仕事のやる気がでない、葛藤している回答受付中
お世話になります。私は社会人から看護師になりましたが、仕事ができず早期離職(1年〜3年勤務)を19年も繰り返してしまいました。辛く悲しい感情にのまれてしまい、具体的な対策ができませんでした。現在でも頭ではわかっているのに行動(自己学習など)がはかどりません。覚えが悪く忘れてしまい辛いものになっています。職場のスタッフへも、成長しなく歳だけをとった自分は辞めた方が良いだろうと申し訳ない気持ちや、そんな自分が嫌で気持ちがめいっています。自信がないので職場も馴染めなく緊張(恐怖)があります。休日も1人で過ごし身の回りの事(掃除や運動、食事など)も面倒で出来ていません。過去と同じパターンを繰り返しています。私が喜ばれて興味もあり気分が落ち着く様な仕事がないのか。しかし、いま起きている困難を克服しなければいけない、変えられるのではと悩みます。仏教の教えや瞑想に取り組みます。意識や心持ちを変えられたら。どうぞよろしくお願いいたします。
お坊さんからの回答 1件
回答は各僧侶の個人的な意見で、仏教教義や宗派見解と異なることがあります。
多くの回答からあなたの人生を探してみてください。
あなたはあなた以上でも以下でもありません。
社会人から看護師資格を取得されたこと自体、並大抵のことではありません。
働きながら学び、国家資格を取り、十九年も現場に向き合ってこられた。まず、その歩みを「できなかった人生」と見る必要はありません。
人は、自分より優秀な誰かを見て、自分を責めます。
ですが仏教では、他人との比較によって苦しみが生まれると説きます。
私は私以上でも、私以下でもない。
覚えが早い人もいます。
人付き合いが得意な人もいます。
ですが、あなたにはあなたの苦しみを知っているという力があります。
苦しみを知る人は、弱っている患者さんの気持ちに寄り添えます。
効率や要領だけでは届かない支えがあります。
また、「変わらなければ」「克服しなければ」と強く思いすぎると、心はさらに疲弊します。

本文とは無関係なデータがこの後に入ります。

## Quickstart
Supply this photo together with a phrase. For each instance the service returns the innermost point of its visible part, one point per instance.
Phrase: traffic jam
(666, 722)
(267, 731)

十九年間、ずっと「もっと頑張らねば」と自分を追い込んできたのではないでしょうか。
仏教は、無理に別人になる教えではありません。
「今の自分を正しく見る」教えです。
掃除ができない日がある。
勉強が進まない。
人が怖い。
緊張する。
それもまた、今の自分の状態です。
まずは、「こんな自分では駄目だ」という裁判を、自分自身に対して少し休廷してあげてください。
大きく変わろうとしなくて構いません。
今日は机に五分座れた。
ゴミを一つ捨てられた。
患者さんに一言笑顔で返せた。
それで十分です。
禅では「只管打坐(しかんたざ)」といって、ただ坐るという修行があります。
成果を急がず、評価を求めず、ただ今ここに戻る。
あなたに今必要なのも、疲れ切った自分を少しずつ回復させることかもしれません。
そして、もし看護の現場そのものが合わないのであれば、それも敗北ではありません。
人を支える仕事には多くの形があります。
どうか、「続けられなかった自分」だけを見ないでください。
十九年間、辞めながらも、生きることを諦めなかった自分も、確かにそこにいます。
苦しみの中にいる時、人は自分を無価値だと思い込みます。
しかし仏教では、苦しみを知る人ほど、深い慈悲に近づくとも説きます。
焦らず。
比べず。
まずは、自分を責め続けることを少し緩める。
そこからで十分です。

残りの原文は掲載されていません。